Cet ensemble de faits démontre que, contrairement à ce qu’il affirme avec constance, le régime syrien n’est pas insensible aux pressions extérieures. Pour se maintenir en place, contre les sentiments d’une population dont on mesure enfin aujourd’hui le degré de désaffection à son endroit, il est prêt en réalité à faire tout – plus exactement à « promettre » tout… en espérant que des jours meilleurs le dispenseront de tenir ses engagements – ce qui lui apparaît de nature à satisfaire les puissances : entreprendre les réformes intérieures qu’elles souhaitent, reprendre les pourparlers de paix avec les Israéliens qui leur permettront de le considérer comme un interlocuteur responsable, révéler la nature exacte de ses programmes militaires les plus secrets… Mais cette attitude conciliante a une condition : que ces mêmes puissances lui permettent de nier la réalité, pour lui sauver la face devant sa population et pour préserver l’image de « héraut du nationalisme arabe » que Bachar Al Assad imagine avoir hérité, avec son autorité sur la Syrie, de son père Hafez Al Assad.

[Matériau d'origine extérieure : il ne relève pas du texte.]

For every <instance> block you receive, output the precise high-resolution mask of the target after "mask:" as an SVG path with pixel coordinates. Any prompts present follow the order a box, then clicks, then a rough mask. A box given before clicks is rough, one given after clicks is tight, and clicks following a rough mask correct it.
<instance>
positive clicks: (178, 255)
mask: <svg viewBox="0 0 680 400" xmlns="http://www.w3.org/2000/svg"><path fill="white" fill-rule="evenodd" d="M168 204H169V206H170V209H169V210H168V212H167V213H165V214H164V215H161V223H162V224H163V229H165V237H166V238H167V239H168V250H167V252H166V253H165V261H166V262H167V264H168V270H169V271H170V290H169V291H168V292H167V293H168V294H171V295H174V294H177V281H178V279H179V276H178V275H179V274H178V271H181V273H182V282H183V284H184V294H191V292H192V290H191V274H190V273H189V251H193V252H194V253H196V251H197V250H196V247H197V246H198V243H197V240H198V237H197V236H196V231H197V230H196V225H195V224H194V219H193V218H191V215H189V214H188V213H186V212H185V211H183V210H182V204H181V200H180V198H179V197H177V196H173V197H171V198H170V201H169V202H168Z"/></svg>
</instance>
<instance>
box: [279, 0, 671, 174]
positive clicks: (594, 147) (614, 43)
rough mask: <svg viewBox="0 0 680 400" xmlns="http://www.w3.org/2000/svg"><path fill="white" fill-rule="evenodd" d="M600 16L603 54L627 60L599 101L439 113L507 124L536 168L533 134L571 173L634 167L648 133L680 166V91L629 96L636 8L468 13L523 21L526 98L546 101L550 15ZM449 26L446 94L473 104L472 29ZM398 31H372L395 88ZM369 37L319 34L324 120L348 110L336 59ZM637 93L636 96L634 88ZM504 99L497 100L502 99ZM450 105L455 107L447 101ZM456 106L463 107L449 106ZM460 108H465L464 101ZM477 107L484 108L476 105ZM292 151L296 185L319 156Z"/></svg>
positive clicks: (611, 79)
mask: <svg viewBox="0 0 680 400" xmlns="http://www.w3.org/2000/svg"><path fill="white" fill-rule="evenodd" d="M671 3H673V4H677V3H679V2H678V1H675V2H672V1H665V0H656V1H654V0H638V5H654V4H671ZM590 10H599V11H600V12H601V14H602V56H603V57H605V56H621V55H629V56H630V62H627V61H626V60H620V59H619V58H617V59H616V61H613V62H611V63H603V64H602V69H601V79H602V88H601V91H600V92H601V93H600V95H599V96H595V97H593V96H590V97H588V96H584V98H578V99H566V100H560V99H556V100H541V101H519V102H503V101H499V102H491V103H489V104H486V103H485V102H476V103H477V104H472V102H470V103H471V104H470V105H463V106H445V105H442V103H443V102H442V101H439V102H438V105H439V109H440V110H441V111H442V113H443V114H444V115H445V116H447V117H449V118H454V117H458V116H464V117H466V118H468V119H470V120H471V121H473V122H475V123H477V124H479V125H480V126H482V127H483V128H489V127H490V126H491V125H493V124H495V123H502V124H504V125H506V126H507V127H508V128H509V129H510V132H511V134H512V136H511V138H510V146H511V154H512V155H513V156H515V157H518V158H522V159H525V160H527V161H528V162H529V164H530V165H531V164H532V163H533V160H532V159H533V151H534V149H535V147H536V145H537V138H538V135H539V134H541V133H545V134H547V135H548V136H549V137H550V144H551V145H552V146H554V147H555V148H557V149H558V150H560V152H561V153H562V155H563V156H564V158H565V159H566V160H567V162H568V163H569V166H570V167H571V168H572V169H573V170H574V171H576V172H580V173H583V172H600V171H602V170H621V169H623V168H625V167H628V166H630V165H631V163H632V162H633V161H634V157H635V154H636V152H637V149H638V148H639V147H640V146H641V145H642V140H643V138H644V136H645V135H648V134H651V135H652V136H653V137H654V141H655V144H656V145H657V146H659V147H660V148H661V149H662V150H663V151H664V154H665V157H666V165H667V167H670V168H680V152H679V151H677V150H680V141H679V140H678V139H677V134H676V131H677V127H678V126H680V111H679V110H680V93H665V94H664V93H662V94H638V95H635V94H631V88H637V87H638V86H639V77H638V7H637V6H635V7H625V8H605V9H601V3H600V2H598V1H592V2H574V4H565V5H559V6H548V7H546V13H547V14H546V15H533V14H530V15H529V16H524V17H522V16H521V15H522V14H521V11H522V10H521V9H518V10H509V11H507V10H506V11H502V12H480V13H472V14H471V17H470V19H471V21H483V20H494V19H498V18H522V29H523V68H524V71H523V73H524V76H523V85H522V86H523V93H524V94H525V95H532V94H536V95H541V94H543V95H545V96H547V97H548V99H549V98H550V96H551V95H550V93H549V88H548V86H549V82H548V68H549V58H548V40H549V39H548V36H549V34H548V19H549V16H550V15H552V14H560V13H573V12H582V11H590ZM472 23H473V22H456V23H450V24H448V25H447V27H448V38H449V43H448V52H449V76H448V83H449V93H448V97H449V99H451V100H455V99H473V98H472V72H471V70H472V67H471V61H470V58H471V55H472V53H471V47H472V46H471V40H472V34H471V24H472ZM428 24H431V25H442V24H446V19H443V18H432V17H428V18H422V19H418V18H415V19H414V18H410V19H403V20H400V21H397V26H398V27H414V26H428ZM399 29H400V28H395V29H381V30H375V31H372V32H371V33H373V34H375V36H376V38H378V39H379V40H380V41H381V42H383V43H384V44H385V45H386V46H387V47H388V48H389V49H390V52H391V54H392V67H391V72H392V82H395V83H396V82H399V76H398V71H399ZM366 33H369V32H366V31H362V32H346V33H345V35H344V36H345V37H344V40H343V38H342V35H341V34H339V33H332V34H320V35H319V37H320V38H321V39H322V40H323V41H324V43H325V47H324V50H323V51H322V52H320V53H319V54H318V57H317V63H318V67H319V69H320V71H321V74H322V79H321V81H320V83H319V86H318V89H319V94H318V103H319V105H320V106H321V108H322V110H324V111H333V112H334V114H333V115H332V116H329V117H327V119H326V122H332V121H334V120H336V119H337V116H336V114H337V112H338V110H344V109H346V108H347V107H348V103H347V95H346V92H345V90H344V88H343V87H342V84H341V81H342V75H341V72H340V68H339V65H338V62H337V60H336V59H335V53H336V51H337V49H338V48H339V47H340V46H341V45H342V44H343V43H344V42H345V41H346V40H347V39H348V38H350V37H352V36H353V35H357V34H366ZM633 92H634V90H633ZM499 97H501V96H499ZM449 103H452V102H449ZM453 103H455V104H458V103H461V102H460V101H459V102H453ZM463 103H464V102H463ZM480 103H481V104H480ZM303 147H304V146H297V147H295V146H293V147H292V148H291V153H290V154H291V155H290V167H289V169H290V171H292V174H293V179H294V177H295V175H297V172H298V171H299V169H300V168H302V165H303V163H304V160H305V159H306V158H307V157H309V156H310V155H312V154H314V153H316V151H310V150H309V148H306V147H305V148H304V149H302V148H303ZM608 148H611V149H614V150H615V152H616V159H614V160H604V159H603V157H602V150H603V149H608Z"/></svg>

La preuve ? Le 31 mai, toute honte bue, le même Walid Al Moallem a effectué à Bagdad une visite inattendue, au cours de laquelle il a supplié les autorités irakiennes de « servir d’intermédiaires avec les Américains dans la recherche d’une solution à la crise en Syrie ». Au cours d’un entretien avec le chef du gouvernement irakien, Nouri Al Maliki, il a affirmé que, « en échange d’un allègement des pressions internationales qui s’exerçaient sur elle, la Syrie s’engagerait à mettre en œuvre des réformes ». Il attendait de son interlocuteur qu’il lui « fasse connaître les réforme dont l’Occident attendait l’application et lui indique d’où elle devait se lancer dans cette entreprise ».

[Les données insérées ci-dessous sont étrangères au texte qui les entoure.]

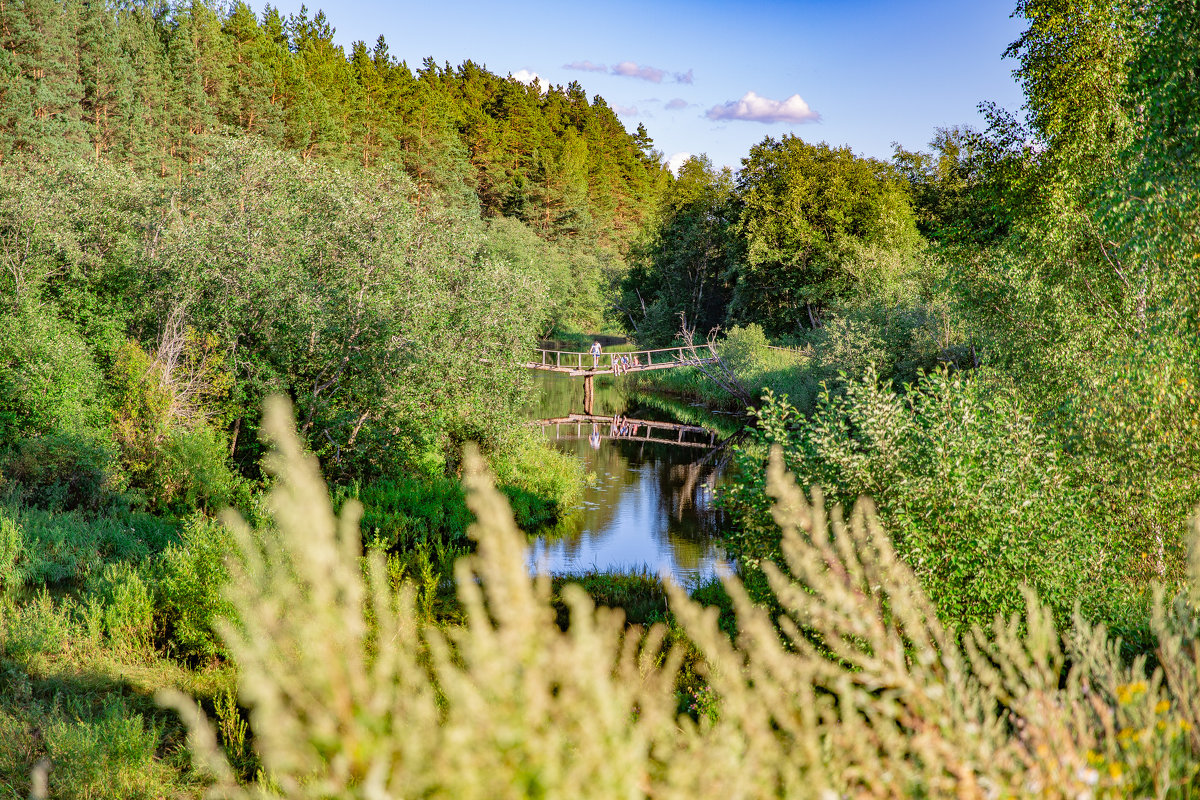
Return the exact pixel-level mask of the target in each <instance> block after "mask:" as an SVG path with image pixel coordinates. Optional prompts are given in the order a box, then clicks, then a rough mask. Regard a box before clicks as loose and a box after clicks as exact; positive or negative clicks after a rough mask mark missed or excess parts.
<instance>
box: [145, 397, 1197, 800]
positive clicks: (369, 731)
mask: <svg viewBox="0 0 1200 800" xmlns="http://www.w3.org/2000/svg"><path fill="white" fill-rule="evenodd" d="M270 414H271V416H270V419H269V421H268V431H269V432H270V435H271V437H272V438H275V439H276V440H277V441H278V445H280V455H278V456H277V457H275V458H274V459H272V470H274V471H276V473H277V474H278V476H280V480H278V483H277V487H276V488H275V489H274V499H272V504H271V505H272V507H274V509H275V515H276V523H277V527H275V525H271V527H266V528H258V529H257V530H256V529H252V528H250V527H247V525H245V523H241V522H235V523H234V531H235V536H236V542H238V545H236V551H238V553H239V555H238V558H236V559H234V560H233V561H232V569H233V570H234V576H233V581H232V583H230V595H229V596H230V600H232V603H233V607H234V609H235V619H236V620H238V622H236V624H230V625H226V626H223V628H222V630H223V638H224V640H226V642H227V644H228V646H229V649H230V651H232V652H233V655H234V658H235V661H236V662H238V663H239V664H240V667H241V684H240V685H241V690H240V692H241V694H240V697H241V698H242V700H244V702H245V703H246V704H247V705H248V706H250V708H251V710H252V712H251V729H252V732H253V734H254V736H256V746H257V748H258V752H259V753H260V754H262V765H263V769H264V772H263V780H264V781H266V782H268V783H269V786H271V787H274V788H275V789H276V790H281V792H282V793H284V794H286V795H287V796H323V798H329V796H346V798H352V796H402V795H407V794H409V793H413V792H414V790H418V792H420V793H421V794H425V795H430V796H455V798H461V796H480V798H484V796H526V795H529V794H544V795H550V796H559V795H571V796H599V798H608V796H640V795H652V796H680V798H683V796H686V798H697V796H700V798H703V796H726V795H727V794H730V793H731V792H732V793H736V794H737V796H780V795H784V796H793V795H794V796H811V794H812V793H814V792H822V790H827V792H832V793H834V794H836V795H845V794H850V795H856V796H910V795H912V794H918V795H942V794H955V795H960V796H991V795H997V794H998V795H1002V796H1038V798H1046V796H1051V798H1054V796H1063V798H1068V796H1069V798H1076V796H1081V795H1086V796H1132V795H1133V796H1145V795H1153V796H1188V795H1189V794H1190V793H1192V792H1194V790H1195V789H1196V780H1198V769H1196V765H1198V764H1200V759H1198V754H1200V753H1198V752H1196V748H1198V747H1200V742H1198V741H1196V739H1195V736H1194V732H1195V730H1196V729H1198V726H1200V717H1196V716H1195V714H1196V699H1198V698H1196V691H1198V688H1196V687H1198V686H1200V680H1198V679H1200V675H1198V674H1196V664H1195V661H1194V658H1193V657H1192V655H1190V654H1192V649H1193V648H1194V646H1195V643H1196V631H1198V620H1200V615H1198V612H1196V609H1195V607H1194V606H1192V604H1190V602H1189V597H1190V596H1192V595H1189V594H1188V593H1187V591H1184V593H1181V594H1178V595H1177V596H1176V597H1166V596H1164V594H1163V593H1162V591H1159V593H1158V594H1157V595H1156V600H1154V603H1153V612H1152V616H1151V620H1150V625H1151V628H1152V630H1153V634H1154V640H1156V648H1157V649H1156V655H1157V661H1158V666H1157V667H1156V668H1153V669H1148V668H1147V666H1146V663H1145V661H1144V660H1138V661H1135V662H1133V663H1127V662H1124V661H1123V660H1122V657H1121V655H1120V648H1118V643H1117V642H1115V640H1112V639H1111V638H1109V634H1108V633H1106V632H1105V631H1104V628H1103V627H1096V626H1092V625H1090V624H1087V622H1086V620H1085V619H1084V618H1082V616H1076V618H1075V619H1074V621H1073V626H1072V627H1070V628H1069V630H1067V631H1064V632H1063V633H1062V634H1060V633H1058V631H1057V630H1056V627H1055V624H1054V619H1052V615H1051V614H1050V612H1049V610H1048V609H1046V608H1045V607H1044V606H1042V604H1040V603H1039V602H1038V601H1037V597H1036V595H1033V594H1032V593H1030V594H1028V607H1027V609H1026V612H1025V613H1024V614H1022V615H1014V616H1013V618H1009V619H1006V618H997V619H996V621H995V622H994V624H991V625H989V626H988V627H976V628H974V631H972V632H968V633H966V634H965V636H961V637H960V636H955V633H954V632H953V631H950V630H948V628H946V627H944V626H943V625H942V624H941V622H940V621H938V618H937V614H936V613H935V610H934V604H932V602H931V601H930V599H929V597H928V596H926V595H925V594H924V591H923V590H922V589H920V583H919V582H918V579H917V578H916V576H914V575H913V573H912V571H911V570H910V569H908V567H907V566H906V565H905V564H904V561H902V560H901V559H900V558H898V555H896V554H895V552H894V551H893V548H892V545H890V539H889V536H888V535H887V533H886V531H884V530H883V529H882V528H881V525H880V523H878V519H877V518H876V516H875V513H874V510H872V509H871V506H870V504H868V503H864V504H862V505H858V506H857V507H856V509H854V510H853V511H852V513H851V515H850V518H848V519H844V517H842V515H841V513H840V512H839V513H835V515H834V516H833V518H832V521H830V519H829V518H828V517H827V516H826V511H824V506H823V504H822V500H821V497H820V494H818V493H817V494H815V495H814V499H812V501H811V503H810V501H809V500H808V499H806V498H805V495H804V493H802V492H800V491H799V489H798V488H797V486H796V483H794V481H793V480H792V479H791V477H790V476H787V475H785V473H784V469H782V464H781V459H780V458H779V456H778V453H776V455H775V456H773V458H772V464H770V470H769V471H770V474H769V481H768V492H769V493H770V495H772V497H773V499H774V503H775V505H774V510H773V513H774V516H775V519H776V522H778V523H779V525H780V529H781V530H782V536H784V553H785V555H786V570H781V569H776V567H768V569H766V573H767V576H768V578H769V581H770V584H772V589H773V591H774V594H775V599H776V602H778V603H779V606H780V607H781V608H784V609H785V614H784V615H782V616H781V618H780V619H779V620H778V627H776V622H773V621H772V620H770V619H769V616H768V615H767V614H766V613H764V612H763V609H762V608H761V607H758V606H755V604H752V603H751V602H750V601H749V599H748V597H746V595H745V594H744V591H743V590H742V589H740V587H739V584H738V582H737V581H736V579H730V581H728V582H727V584H726V585H727V589H728V591H730V595H731V596H732V597H733V602H734V606H736V608H737V620H738V628H737V630H738V633H737V638H736V639H734V640H732V642H731V640H730V639H728V638H727V637H726V634H725V633H722V632H721V631H720V630H719V628H718V625H716V615H715V613H713V612H710V610H706V609H704V608H702V607H701V606H697V604H695V603H694V602H691V601H689V600H688V599H686V597H685V596H684V595H683V594H682V593H680V591H679V590H678V589H670V590H668V591H670V594H671V604H672V607H673V609H674V613H676V615H677V618H678V620H679V621H680V624H682V626H683V628H684V630H685V632H686V636H688V639H689V643H690V644H691V645H692V646H695V648H697V649H698V651H700V652H701V654H702V655H703V661H702V664H701V669H702V674H703V676H704V680H706V690H704V692H703V694H702V697H706V698H708V699H707V700H704V702H703V703H702V704H700V705H698V706H697V711H696V712H695V715H694V716H686V715H684V716H678V715H677V698H676V691H674V687H676V676H677V672H678V669H679V666H680V660H682V657H683V648H680V646H674V648H670V649H667V650H664V646H662V643H664V636H665V633H666V631H665V630H664V628H662V626H659V625H655V626H652V627H650V628H649V630H642V631H638V630H632V631H631V630H628V628H626V627H625V626H624V624H623V620H622V615H620V614H619V613H614V612H612V610H607V609H596V608H594V606H593V603H592V601H590V600H589V599H588V597H587V595H586V594H584V593H583V591H582V590H578V589H575V590H574V591H570V593H565V594H564V599H565V602H566V606H568V607H569V609H570V619H569V626H568V627H566V630H565V631H564V630H563V628H562V627H560V626H559V625H558V624H556V612H554V607H553V604H552V603H551V602H550V590H548V584H547V583H546V581H545V579H544V578H542V579H530V578H529V577H528V573H527V571H526V565H524V548H523V543H522V536H521V534H520V531H518V530H517V529H516V528H515V525H514V524H512V518H511V515H510V513H509V511H508V509H506V505H505V503H504V500H503V498H502V495H499V494H498V493H497V492H496V491H494V489H493V488H492V487H491V481H490V480H488V479H487V477H486V475H485V474H484V473H482V467H481V463H480V462H479V461H478V458H474V459H469V461H468V471H467V486H468V492H469V495H468V501H469V504H470V507H472V510H473V512H474V513H475V515H476V518H478V523H476V524H475V525H474V527H473V529H472V530H473V536H474V537H475V539H476V540H478V542H479V549H478V554H476V555H475V557H472V558H469V559H467V560H464V561H462V563H461V564H460V566H458V578H460V581H458V596H460V600H461V602H462V604H463V608H464V613H466V619H464V622H463V625H462V626H461V627H456V628H454V630H452V631H449V632H444V631H439V630H436V628H431V627H427V626H422V625H420V624H418V622H416V620H418V619H419V615H418V614H416V613H415V608H414V606H413V602H414V601H413V594H412V591H410V590H408V589H404V590H402V591H400V593H397V591H395V589H394V587H392V584H391V583H390V582H389V579H388V572H386V567H385V564H384V561H383V559H382V558H380V557H379V555H378V554H374V555H372V557H371V558H368V559H367V565H366V569H365V570H364V567H362V564H361V563H360V559H359V541H360V539H359V534H358V530H356V524H355V517H356V513H358V512H356V510H350V511H349V512H343V515H342V517H341V518H340V519H335V517H334V516H332V513H331V507H330V505H329V501H328V499H326V494H325V491H324V487H323V485H322V483H320V480H319V476H318V474H317V465H316V462H314V461H313V459H312V458H311V457H307V456H305V455H304V453H302V451H301V450H300V446H299V443H298V440H296V439H295V438H294V435H293V434H292V432H290V423H289V421H288V415H287V411H286V409H284V408H283V407H282V405H277V407H276V408H275V409H272V410H271V413H270ZM1195 533H1196V534H1200V531H1195ZM1196 578H1200V576H1196ZM281 608H287V609H289V612H290V613H287V614H278V613H276V612H275V610H272V609H281ZM318 640H319V642H325V643H328V645H329V646H328V648H323V649H322V650H320V651H317V650H313V648H312V646H311V643H312V642H318ZM160 699H161V700H162V702H164V703H168V704H170V705H173V706H175V708H178V709H180V714H181V716H182V718H184V720H186V721H187V724H188V728H190V732H191V736H190V742H191V747H192V750H193V754H194V756H196V758H197V763H198V765H199V769H200V770H202V771H203V772H204V774H206V775H208V776H209V777H210V780H212V781H215V782H216V786H217V794H218V795H224V796H242V795H244V794H245V793H246V792H247V790H248V792H251V793H253V792H254V789H253V788H250V789H247V787H244V786H241V784H240V782H239V781H238V780H236V772H235V770H234V769H233V768H232V765H230V764H229V762H228V759H227V757H226V756H224V753H223V751H222V750H220V748H218V747H217V746H216V745H217V741H218V738H217V734H216V732H215V730H214V728H212V727H210V724H209V723H208V722H206V721H205V718H204V715H203V714H202V712H199V710H198V709H197V706H196V705H194V704H193V702H192V700H191V699H190V698H187V697H186V696H184V694H181V693H179V692H162V693H160ZM696 764H710V765H716V764H720V765H721V768H720V769H714V770H708V769H706V770H697V769H696Z"/></svg>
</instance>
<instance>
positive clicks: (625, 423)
mask: <svg viewBox="0 0 1200 800" xmlns="http://www.w3.org/2000/svg"><path fill="white" fill-rule="evenodd" d="M530 425H533V426H538V427H540V428H541V429H542V431H545V432H546V433H553V438H554V439H566V440H571V439H587V440H589V441H590V443H592V446H594V447H595V446H599V444H600V440H601V439H629V440H632V441H654V443H659V444H666V445H674V446H678V447H698V449H703V450H709V449H712V447H715V446H716V445H718V444H719V441H718V437H716V434H715V433H713V432H712V431H708V429H707V428H702V427H700V426H696V425H679V423H678V422H656V421H654V420H632V419H630V417H628V416H598V415H595V414H568V415H566V416H558V417H552V419H548V420H535V421H533V422H530Z"/></svg>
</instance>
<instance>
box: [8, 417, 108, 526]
mask: <svg viewBox="0 0 1200 800" xmlns="http://www.w3.org/2000/svg"><path fill="white" fill-rule="evenodd" d="M112 469H113V465H112V459H110V458H109V455H108V451H107V450H106V449H104V447H102V446H101V445H100V444H98V443H97V441H96V440H94V439H88V438H84V437H78V435H74V434H64V433H52V434H46V435H41V437H32V438H24V439H18V440H17V443H16V445H14V446H13V449H12V450H11V451H10V452H8V453H7V456H5V457H4V459H2V462H0V475H2V476H4V477H5V479H6V480H7V481H8V482H10V483H11V485H12V487H11V488H10V489H8V494H10V495H16V497H18V498H19V499H20V500H23V501H24V503H28V504H31V505H35V506H37V507H40V509H49V510H54V511H70V510H73V509H85V510H90V511H95V510H96V509H98V507H101V506H102V505H103V504H104V503H106V501H108V500H110V499H112V498H113V493H112V491H110V488H112Z"/></svg>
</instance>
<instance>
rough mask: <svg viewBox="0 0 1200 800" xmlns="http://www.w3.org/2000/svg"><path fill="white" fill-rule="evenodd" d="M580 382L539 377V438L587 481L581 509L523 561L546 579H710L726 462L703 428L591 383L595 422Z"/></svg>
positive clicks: (608, 385)
mask: <svg viewBox="0 0 1200 800" xmlns="http://www.w3.org/2000/svg"><path fill="white" fill-rule="evenodd" d="M582 383H583V381H582V380H580V379H574V380H572V379H570V378H566V377H563V375H556V374H539V375H538V384H539V386H540V387H541V389H542V392H541V397H540V402H539V404H538V405H536V407H535V408H534V409H532V410H530V416H533V417H535V419H538V420H540V421H539V422H538V425H539V429H540V431H541V434H542V435H545V437H546V438H547V439H548V440H551V441H553V443H554V445H556V446H557V447H558V449H560V450H563V451H565V452H569V453H572V455H574V456H576V457H578V458H580V459H581V461H582V462H583V463H584V465H586V468H587V469H588V471H590V473H593V474H594V475H595V481H594V483H593V485H590V486H588V487H587V488H586V489H584V493H583V498H582V501H581V503H580V505H578V506H577V507H576V509H575V510H574V512H572V513H571V515H570V517H569V518H568V519H565V521H564V522H563V523H562V524H560V525H559V528H558V530H556V531H553V534H548V535H546V536H542V537H540V539H538V540H536V541H535V542H534V546H533V549H532V555H530V558H532V559H533V560H534V561H535V563H538V564H541V565H544V567H545V569H547V570H548V571H551V572H556V573H571V572H584V571H589V570H599V571H606V572H629V571H636V570H648V571H650V572H661V571H664V570H665V571H667V572H670V573H671V575H673V576H674V578H676V579H677V581H679V582H680V583H690V582H695V581H696V579H698V578H707V577H710V576H712V575H714V572H715V570H716V565H718V563H719V561H720V560H721V558H722V554H721V552H720V549H719V548H718V547H716V533H718V531H719V529H720V527H721V524H722V518H721V512H720V511H719V510H718V509H716V507H715V505H714V501H713V500H714V497H715V491H716V487H718V486H719V485H720V482H721V480H722V475H724V470H725V464H726V457H725V456H726V453H725V451H724V450H722V449H720V447H719V446H718V445H719V444H720V441H719V438H718V437H716V435H715V433H713V432H712V429H710V428H707V427H703V426H697V425H682V423H679V422H676V421H674V420H673V419H670V416H668V415H666V414H664V413H662V411H658V410H655V409H652V408H643V407H640V404H638V403H637V402H636V401H631V399H630V398H626V397H625V396H624V395H623V393H622V392H620V389H619V384H618V383H617V381H602V379H600V378H598V379H596V386H595V397H594V404H593V414H589V415H587V414H582V413H581V411H580V409H581V408H582V403H583V387H582Z"/></svg>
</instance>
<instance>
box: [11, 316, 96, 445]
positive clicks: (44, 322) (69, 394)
mask: <svg viewBox="0 0 1200 800" xmlns="http://www.w3.org/2000/svg"><path fill="white" fill-rule="evenodd" d="M103 399H104V395H103V380H102V377H101V372H100V368H98V367H97V366H96V362H95V360H94V357H92V353H91V349H90V348H89V344H88V342H85V341H84V338H83V337H82V336H80V333H79V331H78V330H76V327H74V325H72V324H70V323H68V321H66V320H64V319H60V318H59V317H58V315H56V314H55V313H54V311H52V309H50V307H42V306H30V307H25V308H19V309H16V311H12V312H8V313H5V311H4V309H2V308H0V449H4V447H5V445H6V444H8V443H11V441H13V440H14V439H17V438H19V437H37V435H41V434H46V433H52V432H54V433H61V434H66V435H85V434H89V433H91V432H94V431H95V429H96V428H97V427H98V426H100V423H101V421H102V420H103V410H102V409H103Z"/></svg>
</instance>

Une telle demande est à tout le moins paradoxale. Est-ce aux Américains et aux autres de dire ce que doit faire le régime syrien, comment il doit procéder et par où il doit commencer ? S’il acceptait de sortir de sa cécité et de prêter l’oreille à sa population, au lieu d’accuser de comploter contre lui ceux qui s’indignent d’un comportement « d’une horreur encore jamais vue », selon l’expression de Human Rights Watch, cela fait longtemps qu’il saurait ce que veulent les Syriens qui descendent chaque jour dans les rues, aux quatre coins du pays : la suppression définitive et non la transformation de l’état d’urgence ; la mise au pas des services de renseignements dont le comportement contribue à l’insécurité et à la division de la société syrienne ; la reconnaissance des droits des individus et des différentes communautés qui composent le pays ; l’autorisation de créer des partis politiques, des syndicats autonomes, des associations indépendantes ; la possibilité de tenir des élections libres et de disposer de médias indépendants ; la lutte contre la corruption et les passe-droits qui commence par la tête du régime et ne s’attaque pas aux plus démunis… Autrement dit, la transformation de « l’Etat de barbarie » en un véritable état de droit.